Re: [PATCH kvm/queue v2 2/3] perf: x86/core: Add interface to query perfmon_event_map[] directly

From: Like Xu
Date: Thu Feb 10 2022 - 07:56:12 EST


On 10/2/2022 2:57 am, Dave Hansen wrote:
On 2/9/22 10:47, Jim Mattson wrote:
On Wed, Feb 9, 2022 at 7:41 AM Dave Hansen <dave.hansen@xxxxxxxxx> wrote:

On 2/9/22 05:21, Peter Zijlstra wrote:
On Wed, Feb 02, 2022 at 02:35:45PM -0800, Jim Mattson wrote:
3) TDX is going to pull the rug out from under us anyway. When the TDX
module usurps control of the PMU, any active host counters are going
to stop counting. We are going to need a way of telling the host perf
subsystem what's happening, or other host perf clients are going to
get bogus data.
That's not acceptible behaviour. I'm all for unilaterally killing any
guest that does this.

I'm not sure where the "bogus data" comes or to what that refers
specifically. But, the host does have some level of control:

I was referring to gaps in the collection of data that the host perf
subsystem doesn't know about if ATTRIBUTES.PERFMON is set for a TDX
guest. This can potentially be a problem if someone is trying to
measure events per unit of time.

Ahh, that makes sense.

Does SGX cause problem for these people? It can create some of the same
collection gaps:

performance monitoring activities are suppressed when entering
an opt-out (of performance monitoring) enclave.


Are the end perf user aware of the collection gaps caused by the code running under SGX?

As far as I know there shouldn't be one yet, we may need a tool like "perf-kvm" for SGX enclaves.
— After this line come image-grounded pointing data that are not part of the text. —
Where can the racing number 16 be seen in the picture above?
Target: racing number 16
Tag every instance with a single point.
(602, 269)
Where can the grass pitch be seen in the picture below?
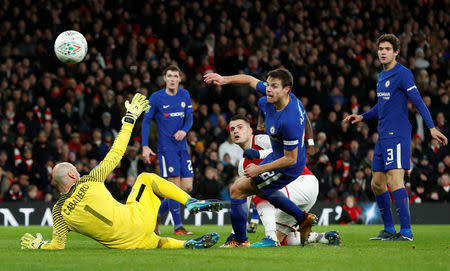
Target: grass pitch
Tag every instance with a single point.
(429, 251)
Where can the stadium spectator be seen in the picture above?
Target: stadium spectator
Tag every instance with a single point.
(351, 213)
The host VMM controls whether a guest TD can use the performance
monitoring ISA using the TD’s ATTRIBUTES.PERFMON bit...

So, worst-case, we don't need to threaten to kill guests. The host can
just deny access in the first place.

The KVM module parameter "enable_pmu" might be respected,
together with a per-TD guest user space control option.
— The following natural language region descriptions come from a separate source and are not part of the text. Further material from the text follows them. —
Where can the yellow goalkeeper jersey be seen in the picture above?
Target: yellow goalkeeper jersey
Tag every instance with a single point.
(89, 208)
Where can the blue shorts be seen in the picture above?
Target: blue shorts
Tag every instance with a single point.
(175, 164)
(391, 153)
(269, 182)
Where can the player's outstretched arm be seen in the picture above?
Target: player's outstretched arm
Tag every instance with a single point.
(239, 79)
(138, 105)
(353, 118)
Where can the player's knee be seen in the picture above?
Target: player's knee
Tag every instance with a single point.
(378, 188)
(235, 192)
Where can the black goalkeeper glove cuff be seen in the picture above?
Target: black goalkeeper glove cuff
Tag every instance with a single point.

I'm not too picky about what the PMU does, but the TDX behavior didn't
seem *that* onerous to me. The gory details are all in "On-TD
Performance Monitoring" here:

https://www.intel.com/content/dam/develop/external/us/en/documents/tdx-module-1.0-public-spec-v0.931.pdf

My read on it is that TDX host _can_ cede the PMU to TDX guests if it
wants. I assume the context-switching model Jim mentioned is along the
lines of what TDX is already doing on host<->guest transitions.

Right. If ATTRIBUTES.PERFMON is set, then "perfmon state is
context-switched by the Intel TDX module across TD entry and exit
transitions." Furthermore, the VMM has no access to guest perfmon
state.

Even the guest TD is under off-TD debug and is untrusted ?

I think we (host administrators) need to profile off-TD guests to locate
performance bottlenecks with a holistic view, regardless of whether the
ATTRIBUTES.PERFMON bit is cleared or not.

Perhaps shared memory could be a way to pass guests performance data
to the host if PMU activities are suppressed across TD entry and exit
transitions for the guest TD is under off-TD debug and is untrusted.


If you're saying that setting this bit is unacceptable, then perhaps
the TDX folks need to redesign their in-guest PMU support.

It's fine with *me*, but I'm not too picky about the PMU. But, it
sounded like Peter was pretty concerned about it.

One protocol I've seen is that the (TD or normal) guest cannot compromise
the host's availability to PMU resources (at least in the host runtime).

It's pretty fine and expected that performance data within the trusted TDX guest
should be logically isolated from host data (without artificial aggregation).


In any case, if we (Linux folks) need a change, it's *possible* because
most of this policy is implemented in software in the TDX module. It
would just be painful for the folks who came up with the existing mechanism.


When the code to enable ATTRIBUTES.PERFMON appears in the mailing list,
we can have more discussions in a very good time window.